Sonically too, the DTC-A6 is better than earlier DAT machines. The later DAC and digital filter help here, with a smooth sound that’s peppered with detail and incision. By today’s standards it’s a little genteel perhaps, lacking real dynamic punch – but pipe the digital audio stream out to a modern DAC and you’ll be very surprised. Better still, make an analogue-sourced recording with SBM switched in, at 48kHz, and you may be amazed how good it can sound; it’s in the realm of hi-res audio and a good bit better than standard CD. DAT might be old and decrepit, but can still make fine recordings if properly set up. The standard quoted frequency response is 2-22,000Hz (±0.5 dB), or 2-14,500Hz (±0.5 dB) in Long Play mode. It also has a better than 90dB dynamic range and less than 0.005% total harmonic distortion and effectively zero wow and flutter. Warp back to 1987, and that sort of specification from a tape format really did astound people.
In December 2005, Sony ended DAT machine production, after around 660,000 decks of various descriptions had been sold since its launch. Although it failed as a replacement for Compact Cassette, it did however gain a second wind in small professional recording studios – and countless early nineties dance records were mastered on DAT. Sony also refocused it as a computer storage medium, which became the Digital Data Storage format. It still pops up in some film and TV recording, too.
That’s why it’s still possible to pick up machines such as this, if you look around. Many were hammered by small studios and home recordists, so the physical condition of the unit is vital indicator. As ever with any old hi-fi piece – and especially a tape-based one – buyer beware! Prices vary from around £50 to £300; as ever check the condition carefully and try before you buy. Most DAT machines are only one step away from the dump, and the people that are willing to service them are now few and far between. Yet still mint, privately owned, low mileage examples do pop up now and again, and these are the ones to have.

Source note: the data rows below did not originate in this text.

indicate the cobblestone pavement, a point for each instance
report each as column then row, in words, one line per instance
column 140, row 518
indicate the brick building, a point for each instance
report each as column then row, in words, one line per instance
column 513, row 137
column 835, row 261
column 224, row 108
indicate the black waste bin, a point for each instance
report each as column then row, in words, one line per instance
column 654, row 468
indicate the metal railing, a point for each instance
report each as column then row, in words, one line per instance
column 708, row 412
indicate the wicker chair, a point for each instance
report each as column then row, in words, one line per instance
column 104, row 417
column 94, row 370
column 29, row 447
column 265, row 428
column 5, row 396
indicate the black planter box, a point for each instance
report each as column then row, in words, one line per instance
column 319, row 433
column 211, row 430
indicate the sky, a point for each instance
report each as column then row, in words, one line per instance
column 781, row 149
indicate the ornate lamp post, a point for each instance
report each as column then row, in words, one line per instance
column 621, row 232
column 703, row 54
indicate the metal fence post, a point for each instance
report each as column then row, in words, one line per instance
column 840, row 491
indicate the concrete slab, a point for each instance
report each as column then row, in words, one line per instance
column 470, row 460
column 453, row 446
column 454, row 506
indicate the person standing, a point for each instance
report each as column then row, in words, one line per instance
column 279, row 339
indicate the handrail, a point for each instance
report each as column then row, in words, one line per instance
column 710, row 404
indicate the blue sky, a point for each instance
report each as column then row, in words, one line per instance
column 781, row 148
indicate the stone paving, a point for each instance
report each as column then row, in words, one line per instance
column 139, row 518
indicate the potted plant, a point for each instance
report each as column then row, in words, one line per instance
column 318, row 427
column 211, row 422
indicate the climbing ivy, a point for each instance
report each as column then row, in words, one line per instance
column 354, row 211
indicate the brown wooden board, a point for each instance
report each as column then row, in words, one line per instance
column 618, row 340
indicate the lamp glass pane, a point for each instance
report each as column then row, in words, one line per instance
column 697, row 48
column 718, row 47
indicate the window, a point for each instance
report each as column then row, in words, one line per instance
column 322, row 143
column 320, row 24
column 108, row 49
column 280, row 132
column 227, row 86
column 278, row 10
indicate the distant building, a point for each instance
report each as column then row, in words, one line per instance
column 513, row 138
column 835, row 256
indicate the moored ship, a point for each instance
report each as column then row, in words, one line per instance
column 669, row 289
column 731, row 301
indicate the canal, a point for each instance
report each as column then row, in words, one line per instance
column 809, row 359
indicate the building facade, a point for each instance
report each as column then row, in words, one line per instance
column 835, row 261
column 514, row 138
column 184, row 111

So farewell then, Digital Audio Tape. It is pretty much consigned to the great hi-fi graveyard in the sky, where it can rest quietly with Sony’s other glorious failures; Elcaset and MiniDisc. DAT machines are still worth having if you do home recording – especially vinyl archiving – for this job get one of Sony’s later SBM-equipped decks like the DTC-A6. In truth though, it’s an idea whose time has long since passed – and another glorious failure from the once brave and innovating Sony Corporation.